C’è qualcosa di rivelatore nel fatto che l’ecologia integrata goda ancora di buona salute nei palchi elettorali. I concetti precisi vincolano, quelli vaghi no. Un politico che si richiama all’ecologia integrata può dirsi ambientalista senza dover rispondere di nulla di concreto. La mistificazione semantica, in fondo, è anche una forma di comodo: offre visibilità senza responsabilità, consenso senza impegno.

La risposta non è un vuoto programmatico, ma un cambio di metodo: affidarsi alla scienza, che da decenni sa come misurare la crisi della biodiversità e la crisi climatica, come modellarne gli scenari, come elaborare strategie di mitigazione a medio e lungo termine. Strumenti esistono: dall’ecologia della conservazione alla climatologia, dalla biologia delle popolazioni alla pianificazione territoriale. Su quest’ultima vale la pena soffermarsi: già dagli anni Novanta il quadro normativo riconosce che la componente biotica deve precedere e orientare quella abiotica nella gestione del territorio. Un principio scientifico prima che giuridico, che stabilisce una gerarchia chiara: prima si capisce cosa vive in un luogo, poi si decide come trasformarlo o gestirlo, pianificando interventi mirati o, quando necessario, la loro deliberata assenza. Obiettivi che devono essere chiari, comunicabili e misurabili: non proclami, ma impegni verificabili.

Tornare all’ambiente, abbandonando l’ambientalismo come sistema ideologico totalizzante, significa compiere un passo intellettualmente onesto: restituire all’ecologia la sua specificità scientifica invece di farne il contenitore di ogni istanza politica o morale. Non si tratta di impoverire il dibattito, ma di renderlo più rigoroso. Le questioni di giustizia sociale, di economia, di etica meritano ciascuna i propri strumenti concettuali; non una parola ombrello che le unifica apparentemente senza spiegarle davvero.
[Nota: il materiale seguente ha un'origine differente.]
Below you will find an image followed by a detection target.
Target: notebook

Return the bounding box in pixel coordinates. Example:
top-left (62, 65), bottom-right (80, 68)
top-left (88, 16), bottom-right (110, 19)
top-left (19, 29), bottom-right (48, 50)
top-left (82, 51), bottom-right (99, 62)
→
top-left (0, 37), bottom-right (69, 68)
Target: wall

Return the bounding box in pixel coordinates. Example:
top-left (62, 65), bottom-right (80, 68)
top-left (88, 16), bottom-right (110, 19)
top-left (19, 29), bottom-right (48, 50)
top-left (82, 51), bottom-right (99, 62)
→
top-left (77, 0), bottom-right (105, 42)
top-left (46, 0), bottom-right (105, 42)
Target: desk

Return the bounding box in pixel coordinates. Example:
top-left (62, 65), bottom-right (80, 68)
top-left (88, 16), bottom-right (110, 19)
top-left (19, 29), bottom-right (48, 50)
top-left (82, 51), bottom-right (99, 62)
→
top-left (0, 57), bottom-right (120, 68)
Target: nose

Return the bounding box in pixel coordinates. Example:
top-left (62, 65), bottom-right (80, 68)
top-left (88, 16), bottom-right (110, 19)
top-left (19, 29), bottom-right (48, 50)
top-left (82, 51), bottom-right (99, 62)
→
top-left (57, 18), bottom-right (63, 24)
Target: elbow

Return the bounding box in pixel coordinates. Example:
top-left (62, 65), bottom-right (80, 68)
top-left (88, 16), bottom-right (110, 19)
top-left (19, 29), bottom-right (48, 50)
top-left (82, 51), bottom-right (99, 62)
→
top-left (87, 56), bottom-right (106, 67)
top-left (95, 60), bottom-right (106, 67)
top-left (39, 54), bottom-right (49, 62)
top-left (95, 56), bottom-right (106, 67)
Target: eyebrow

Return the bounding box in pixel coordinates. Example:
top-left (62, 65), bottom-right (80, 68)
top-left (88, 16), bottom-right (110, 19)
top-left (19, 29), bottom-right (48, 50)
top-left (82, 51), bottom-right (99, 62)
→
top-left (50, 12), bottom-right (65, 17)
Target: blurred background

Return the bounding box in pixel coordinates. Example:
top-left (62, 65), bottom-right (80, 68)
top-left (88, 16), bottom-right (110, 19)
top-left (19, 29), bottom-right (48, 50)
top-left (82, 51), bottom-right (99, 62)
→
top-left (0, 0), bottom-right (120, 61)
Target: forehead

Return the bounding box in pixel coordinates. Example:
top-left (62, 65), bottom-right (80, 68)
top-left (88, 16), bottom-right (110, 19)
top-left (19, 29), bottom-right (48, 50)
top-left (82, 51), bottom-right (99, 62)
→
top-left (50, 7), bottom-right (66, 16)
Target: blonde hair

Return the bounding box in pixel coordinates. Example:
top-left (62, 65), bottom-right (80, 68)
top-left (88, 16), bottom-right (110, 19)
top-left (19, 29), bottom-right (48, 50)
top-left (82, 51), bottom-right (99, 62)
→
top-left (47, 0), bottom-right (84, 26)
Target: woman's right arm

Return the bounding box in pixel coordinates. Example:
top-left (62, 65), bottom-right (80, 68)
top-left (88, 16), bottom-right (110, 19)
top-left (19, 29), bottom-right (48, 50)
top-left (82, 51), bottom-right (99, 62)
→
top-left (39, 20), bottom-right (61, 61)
Smettere di mistificare il linguaggio è il primo atto di rispetto verso i problemi reali. L’ambiente non ha bisogno di filosofi che lo reinterpretino: ha bisogno di scienziati che lo studino, di politiche che lo tutelino, di cittadini che lo comprendano. La perdita di biodiversità non si affronta con una visione del mondo onnicomprensiva (weltanschauung): si affronta con dati, risorse, decisioni. E per farlo, occorre prima chiamare le cose con il loro nome.